In April last year, in the town of Nanyuki, Kenya, a skirmish between local civilians and officers from a nearby British army base saw the military authorities clamp down on the soldiers being allowed to visit the town. It was a controversial decision, as the military men were renowned as good customers in an area that needs all the hard currency it can get. But the greatest outcry came from the Kenyan Union of Commercial Sex Workers, whose protest not only observed that British soldiers were willing to pay more for straight sex than local men (4,000Ksh instead of 2,000), but also “Kenyan men take a long time, but the British only take a few seconds, so then we can go and find another customer.”
I am not going to be drawn into discussing the sexual characteristics of different nationalities. The French may, as the old saying goes, be the greatest lovers; the Italians may be the most fiery; the Brits may be more comfortable with a hot water bottle (although my own experiences with an English lover tended to leave me lying hot and soggy beneath the covers, while he was still up for anything).
But until I read that article, I’d always assumed that every man was different, and it doesn’t matter where he’s from.

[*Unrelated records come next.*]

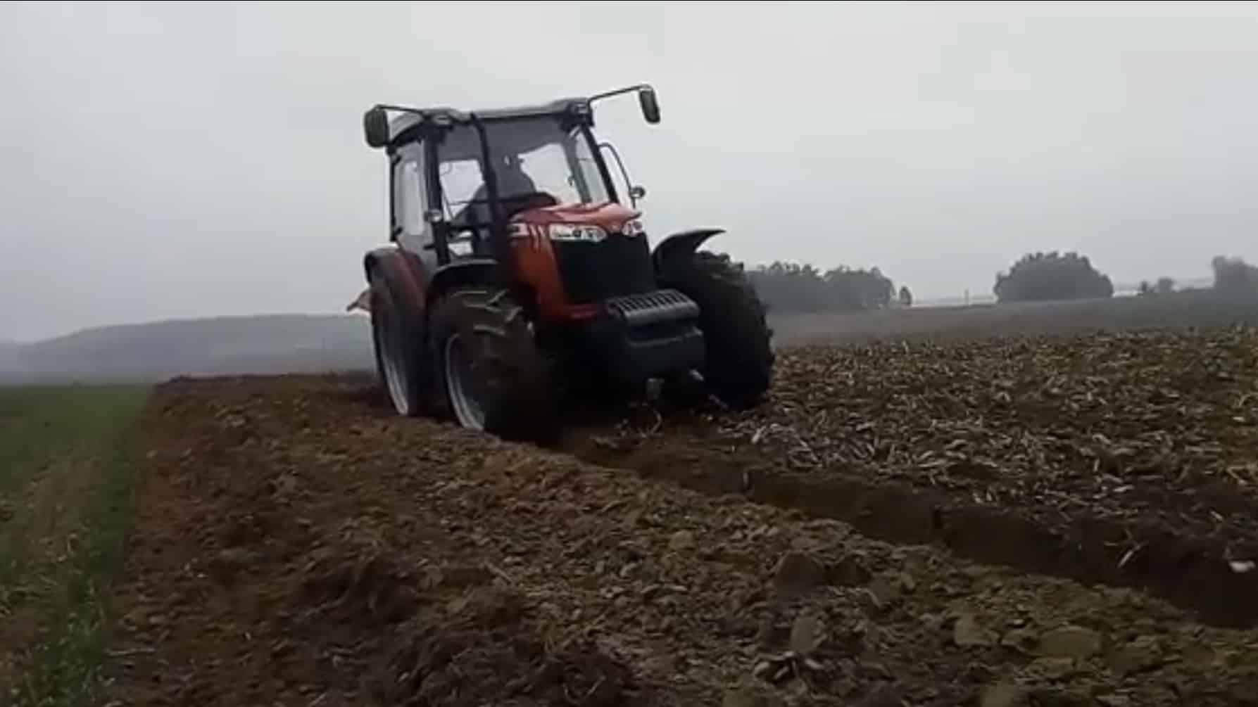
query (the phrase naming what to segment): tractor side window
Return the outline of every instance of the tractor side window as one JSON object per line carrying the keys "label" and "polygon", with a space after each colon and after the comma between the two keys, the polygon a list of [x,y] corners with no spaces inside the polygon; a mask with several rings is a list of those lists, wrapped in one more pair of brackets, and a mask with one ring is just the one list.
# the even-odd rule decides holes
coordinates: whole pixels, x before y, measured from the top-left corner
{"label": "tractor side window", "polygon": [[398,162],[394,177],[394,210],[398,226],[406,235],[423,235],[424,221],[424,182],[419,177],[419,161],[405,159]]}
{"label": "tractor side window", "polygon": [[394,172],[394,220],[401,247],[435,267],[437,252],[428,248],[433,243],[433,229],[424,218],[428,206],[423,169],[423,153],[418,148],[403,152]]}
{"label": "tractor side window", "polygon": [[603,185],[603,174],[599,172],[599,162],[590,151],[590,141],[581,131],[572,131],[569,135],[569,145],[572,147],[572,159],[576,162],[574,180],[584,185],[586,201],[604,201],[610,199],[608,190]]}

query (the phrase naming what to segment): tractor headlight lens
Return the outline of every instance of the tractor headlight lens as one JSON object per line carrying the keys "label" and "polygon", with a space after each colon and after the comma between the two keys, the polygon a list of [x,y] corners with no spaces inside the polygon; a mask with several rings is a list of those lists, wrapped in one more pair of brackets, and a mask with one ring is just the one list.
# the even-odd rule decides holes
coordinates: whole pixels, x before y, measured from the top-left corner
{"label": "tractor headlight lens", "polygon": [[551,224],[547,229],[551,240],[571,240],[577,243],[598,243],[608,237],[601,226],[576,224]]}

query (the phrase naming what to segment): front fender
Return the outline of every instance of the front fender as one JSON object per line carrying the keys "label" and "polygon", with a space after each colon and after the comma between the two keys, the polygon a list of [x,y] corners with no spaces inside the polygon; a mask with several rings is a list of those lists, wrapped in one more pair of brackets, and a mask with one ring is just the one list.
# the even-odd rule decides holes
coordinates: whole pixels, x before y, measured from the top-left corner
{"label": "front fender", "polygon": [[668,263],[689,258],[704,240],[721,233],[725,233],[723,228],[699,228],[671,234],[660,240],[650,254],[655,272],[667,270]]}
{"label": "front fender", "polygon": [[398,247],[376,248],[362,257],[362,269],[367,278],[367,288],[345,308],[347,312],[362,309],[371,312],[371,281],[381,278],[387,283],[394,297],[403,298],[411,307],[420,309],[424,304],[424,292],[428,287],[428,273],[414,253]]}

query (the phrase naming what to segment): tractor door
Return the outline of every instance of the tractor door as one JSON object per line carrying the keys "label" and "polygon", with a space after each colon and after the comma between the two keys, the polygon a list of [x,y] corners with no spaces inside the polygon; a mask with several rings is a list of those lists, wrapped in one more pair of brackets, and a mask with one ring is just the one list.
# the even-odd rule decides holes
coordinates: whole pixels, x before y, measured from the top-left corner
{"label": "tractor door", "polygon": [[424,179],[425,160],[421,142],[408,143],[394,155],[390,210],[392,239],[404,250],[414,253],[430,274],[437,269],[439,260],[433,224],[425,218],[429,209],[429,189]]}

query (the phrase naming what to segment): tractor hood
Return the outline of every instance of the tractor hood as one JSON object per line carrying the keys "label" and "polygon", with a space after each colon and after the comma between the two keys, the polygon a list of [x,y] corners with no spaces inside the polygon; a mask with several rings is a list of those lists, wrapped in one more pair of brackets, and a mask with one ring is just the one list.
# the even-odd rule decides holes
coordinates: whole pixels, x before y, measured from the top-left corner
{"label": "tractor hood", "polygon": [[642,211],[625,208],[615,201],[598,204],[560,204],[541,206],[516,214],[512,223],[531,225],[571,224],[601,226],[609,233],[620,231],[624,225],[642,215]]}

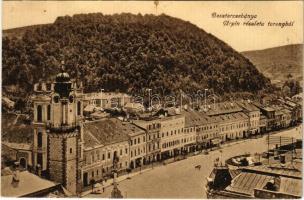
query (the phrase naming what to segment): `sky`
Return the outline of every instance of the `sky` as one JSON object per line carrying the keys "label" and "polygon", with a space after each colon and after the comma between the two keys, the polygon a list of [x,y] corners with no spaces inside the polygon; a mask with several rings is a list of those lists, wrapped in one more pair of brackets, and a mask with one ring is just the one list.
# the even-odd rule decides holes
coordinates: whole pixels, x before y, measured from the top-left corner
{"label": "sky", "polygon": [[[96,13],[167,14],[189,21],[223,40],[237,51],[265,49],[287,44],[303,43],[302,1],[2,1],[2,28],[10,29],[34,24],[52,23],[58,16]],[[224,26],[217,14],[250,14],[252,23],[264,26],[244,26],[248,20],[237,19],[239,26]],[[268,22],[292,22],[281,28]]]}

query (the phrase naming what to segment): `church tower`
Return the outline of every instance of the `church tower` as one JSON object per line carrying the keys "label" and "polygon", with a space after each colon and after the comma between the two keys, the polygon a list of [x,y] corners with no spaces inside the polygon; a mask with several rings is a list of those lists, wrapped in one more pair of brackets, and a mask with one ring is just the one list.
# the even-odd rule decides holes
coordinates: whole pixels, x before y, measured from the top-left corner
{"label": "church tower", "polygon": [[82,85],[71,81],[69,74],[62,70],[50,91],[41,92],[33,100],[36,165],[41,166],[50,180],[62,183],[72,194],[77,194],[82,183]]}

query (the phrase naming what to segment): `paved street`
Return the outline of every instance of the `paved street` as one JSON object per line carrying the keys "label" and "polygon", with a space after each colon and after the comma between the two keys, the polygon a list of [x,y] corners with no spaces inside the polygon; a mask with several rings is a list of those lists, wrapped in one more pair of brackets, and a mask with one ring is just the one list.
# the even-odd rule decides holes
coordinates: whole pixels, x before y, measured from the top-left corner
{"label": "paved street", "polygon": [[[298,127],[277,133],[277,136],[294,137],[300,135]],[[219,157],[224,160],[248,153],[264,152],[267,150],[266,136],[259,139],[250,139],[236,142],[208,155],[197,155],[185,160],[160,166],[145,173],[136,175],[129,180],[119,183],[119,189],[127,198],[206,198],[204,186],[206,177],[213,169],[213,161]],[[297,136],[299,138],[299,136]],[[194,169],[201,165],[201,169]],[[110,197],[112,186],[106,188],[105,193],[88,195],[86,197]]]}

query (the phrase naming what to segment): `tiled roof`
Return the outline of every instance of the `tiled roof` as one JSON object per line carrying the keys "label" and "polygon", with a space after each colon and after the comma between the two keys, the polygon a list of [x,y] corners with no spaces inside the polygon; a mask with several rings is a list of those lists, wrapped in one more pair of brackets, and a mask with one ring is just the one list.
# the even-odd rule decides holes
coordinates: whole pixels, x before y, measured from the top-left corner
{"label": "tiled roof", "polygon": [[253,103],[249,103],[249,102],[237,102],[237,104],[242,107],[243,109],[247,110],[247,111],[259,111],[259,108],[257,108]]}
{"label": "tiled roof", "polygon": [[83,128],[85,147],[107,145],[128,140],[129,130],[123,125],[122,121],[115,118],[86,122]]}
{"label": "tiled roof", "polygon": [[281,177],[280,190],[284,194],[292,194],[295,196],[302,196],[302,180]]}
{"label": "tiled roof", "polygon": [[[254,189],[263,189],[268,181],[273,180],[275,176],[266,173],[241,172],[232,179],[231,184],[225,188],[226,191],[237,192],[254,196]],[[299,178],[290,178],[279,176],[280,184],[277,192],[301,196],[302,180]]]}
{"label": "tiled roof", "polygon": [[210,117],[203,112],[183,111],[182,114],[185,116],[185,127],[201,126],[218,122],[218,118]]}
{"label": "tiled roof", "polygon": [[221,115],[221,114],[234,113],[240,111],[242,111],[242,108],[236,103],[222,102],[210,106],[208,110],[205,111],[205,113],[209,116],[212,116],[212,115]]}
{"label": "tiled roof", "polygon": [[219,115],[216,117],[217,117],[217,119],[220,120],[220,122],[224,122],[224,123],[229,123],[229,122],[239,121],[239,120],[248,120],[248,116],[242,112]]}
{"label": "tiled roof", "polygon": [[271,166],[260,165],[254,167],[247,167],[246,169],[258,173],[263,172],[263,173],[280,175],[280,176],[300,178],[302,177],[301,164],[302,163],[299,162],[286,163],[284,167],[282,167],[280,164],[272,164]]}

In the predominantly American world of my past lovers, I’ve had guys who habitually leave me feeling like a very wet noodle, and I’ve had men who think a long, slow screw should be over in time for football, which starts in five minutes. Ethnicity and nationality don’t enter into it. Do they?
I talked in a previous article about just what a wonderful piece of engineering the penis is, but I deliberately skipped over its actual workings, largely because I don’t understand them. Nobody does. Not even guys. How can a picture seen or a few words spoken transform a couple of soft inches of sleeping willy into a rampant wild animal, hard as nails and hot as hell? It’s like Clark Kent turning into Superman before your very eyes, and he doesn’t even need a phone booth in which to make the transformation. Any time, any place, anywhere. But, having undergone this magnificent , magical change...how come sometimes he keeps the cape on for hours, and other times removes it in seconds?
We’re not talking about premature ejaculation here, because that is such a meaningless term. He ejaculates when his body decides to, and if it happens sooner than either of you would prefer, well that’s just the way it is. There is a medical condition (or, at least, the medical profession has created one) in which the habitual inability to gallop like a stallion can be treated with pills and such, but all that really does is shut down the body’s own natural functions. A bit like spilling coffee on the carpet, then laying another rug across the stain without bothering to clean it, or even let it dry.
Patience, confidence, understanding and not allowing it to become an obsession are the best remedies for most cases of what we call PE, which is why that first teenaged fumble with your virginal Adonis is no preparation for the pounding he will give you once he’s found his sexual bearings. Over-excitement is a very powerful aphrodisiac.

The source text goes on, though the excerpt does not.